一种双活集群系统中容灾的方法及装置,涉及通信技术领域,能够解决现有技术中存储阵列在运行时存在不可控因数,导致存储阵列B无法及时停止业务,从而导致I/O隔离问题。用于主机集群和至少一对存储阵列组成的系统,主机集群包括仲裁主机,仲裁主机中包括仲裁单元,仲裁主机为具有仲裁功能的应用主机,一对存储阵列包括第一存储阵列和第二存储阵列,仲裁主机接收仲裁请求(101);暂停向第一存储阵列和第二存储阵列下发业务(102);根据逻辑判断确定第一存储阵列和第二存储阵列中仲裁获胜存储阵列和仲裁失败存储阵列(103);停止与仲裁失败存储阵列的业务(104);向仲裁获胜存储阵列发送仲裁获胜信息(105);恢复与仲裁获胜存储阵列的下发业务(106)。

Description

双活集群系统中容灾的方法及装置 技术领域
本发明涉及通信技术领域,尤其涉及一种双活集群系统中容灾的方法及装置。
背景技术
AA(Active-Active,双活)主要应用于双活集群系统中数据的容灾备份,双活集群系统包括主机集群、若干个存储阵列和仲裁服务器。以若干个存储阵列包括存储阵列A、存储阵列B为例,在双活集群系统正常运行时,主机集群可同时对存储阵列A、存储阵列B下发读写业务,当主机集群需要对存储阵列A下发写业务时,首先集群系统中主机向存储阵列A下发写数据,然后存储阵列A将下发数据同时写到存储阵列A和存储阵列B,在存储阵列A和存储阵列B的写数据均完成后,存储阵列A返回主机数据写完成,主机集群对存储阵列B的写数据过程与上述基本流程类似。当存储阵列A和存储阵列B脑裂,即存储阵列A和存储阵列B之间发生通信故障时,双活集群系统中的一个存储阵列可以自动接管业务,避免出现业务宕机时间和数据丢失的情况,例如,主机对存储阵列A下发数据,存储阵列A和存储阵列B之间通信故障,存储阵列A、存储阵列B会分别在检测到故障后向仲裁服务器发起仲裁请求,仲裁服务器根据逻辑判断确定由存储阵列A来接管业务,并响应存储阵列A和存储阵列B仲裁结果。虽然确定存储阵列A接管业务,但是主机对存储阵列A下发数据会由于存储阵列A和存储阵列B之间故障没有同步到存储阵列B,若存储阵列B在存储阵列A接管业务时尚未与主机断开连接,那么主机向存储阵列B读取到的数据将为错误的数据,这就会造成I/O(Input/Output,输入/输出)隔离fencing。现有技术中为保证存储阵列A和存储阵列B数据一致性,通过软件对存储阵列A和存储阵列B进行协定,要求存储阵列A在单边提供服务之前存储阵列B必须停止业务,例如,协定存储阵列A检测到存储阵列B无法通信时,需要10秒 后才能接收业务,从而保证存储阵列A在单边提供服务之前存储阵列B已经停止业务。
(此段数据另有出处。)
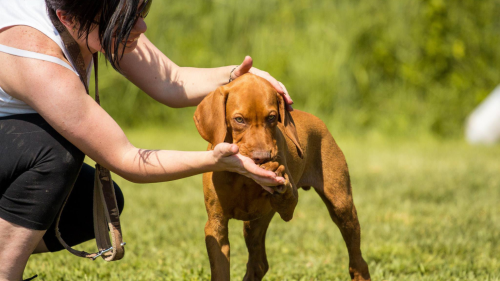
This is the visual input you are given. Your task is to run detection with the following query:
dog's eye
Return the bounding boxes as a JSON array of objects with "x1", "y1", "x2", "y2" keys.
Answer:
[
  {"x1": 267, "y1": 115, "x2": 277, "y2": 122},
  {"x1": 235, "y1": 117, "x2": 244, "y2": 123}
]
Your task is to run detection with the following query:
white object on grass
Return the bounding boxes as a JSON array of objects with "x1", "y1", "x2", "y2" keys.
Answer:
[{"x1": 466, "y1": 85, "x2": 500, "y2": 144}]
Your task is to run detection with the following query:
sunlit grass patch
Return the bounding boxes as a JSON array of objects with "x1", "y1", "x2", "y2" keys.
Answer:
[{"x1": 25, "y1": 129, "x2": 500, "y2": 280}]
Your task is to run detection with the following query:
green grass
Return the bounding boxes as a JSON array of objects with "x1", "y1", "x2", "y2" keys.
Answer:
[{"x1": 25, "y1": 127, "x2": 500, "y2": 280}]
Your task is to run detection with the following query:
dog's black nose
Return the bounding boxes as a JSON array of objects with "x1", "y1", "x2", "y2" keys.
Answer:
[
  {"x1": 251, "y1": 151, "x2": 271, "y2": 164},
  {"x1": 252, "y1": 157, "x2": 266, "y2": 164}
]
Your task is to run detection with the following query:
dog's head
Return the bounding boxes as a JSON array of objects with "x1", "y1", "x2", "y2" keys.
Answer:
[{"x1": 194, "y1": 73, "x2": 303, "y2": 164}]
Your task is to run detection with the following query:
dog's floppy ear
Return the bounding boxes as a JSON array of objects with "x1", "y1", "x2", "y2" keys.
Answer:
[
  {"x1": 277, "y1": 94, "x2": 304, "y2": 158},
  {"x1": 194, "y1": 86, "x2": 229, "y2": 147}
]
现有技术中至少存在如下问题:现有技术中的方法对存储阵列A和存储阵列B有严格的时序要求,而存储阵列在实际运行时,会存在一些不可控的因数,例如,系统CPU过高、网络延迟等导致存储阵列B无法及时停止业务,从而导致时序混乱、存储阵列之间数据不一致,造成I/O隔离。
发明内容
本发明的实施例提供一种双活集群系统中容灾的方法及装置,能够解决现有技术中由于存储阵列在实际运行时存在的不可控因数,导致存储阵列B无法及时停止业务,从而导致时序混乱、存储阵列之间数据不一致,造成I/O隔离问题。
为达到上述目的,本发明的实施例采用如下技术方案:
第一方面,本发明的实施例提供一种双活集群系统中容灾的方法,用于主机集群和至少一对存储阵列组成的系统,所述主机集群包括仲裁主机,所述仲裁主机中包括仲裁单元,所述仲裁主机为具有仲裁功能的应用主机,所述至少一对存储阵列包括第一存储阵列和第二存储阵列,包括:
所述仲裁主机接收仲裁请求,所述仲裁请求为所述第一存储阵列或所述第二存储阵列检测到对端存储阵列故障时发送的;
所述仲裁主机暂停向所述第一存储阵列和所述第二存储阵列下发业务;
所述仲裁主机根据逻辑判断确定所述第一存储阵列和所述第二存储阵列中仲裁获胜存储阵列和仲裁失败存储阵列;
所述仲裁主机停止与所述仲裁失败存储阵列的业务;
所述仲裁主机向所述仲裁获胜存储阵列发送仲裁获胜信息,以便于所述仲裁获胜存储阵列将接收写数据方式由同步写本地和远端存储阵列方式变更为只写本地方式;
所述仲裁主机恢复与所述仲裁获胜存储阵列的下发业务。
结合第一方面,在第一方面的第一种实施方式中,所述主机集群还包括至少一个应用主机;所述仲裁主机接收到仲裁请求包括:
所述仲裁主机接收所述至少一个应用主机发送的仲裁请求,所述至少一个应用主机发送的仲裁请求为所述至少一个应用主机接收所述第一存储阵列或所述第二存储阵列发送的仲裁请求后转发的。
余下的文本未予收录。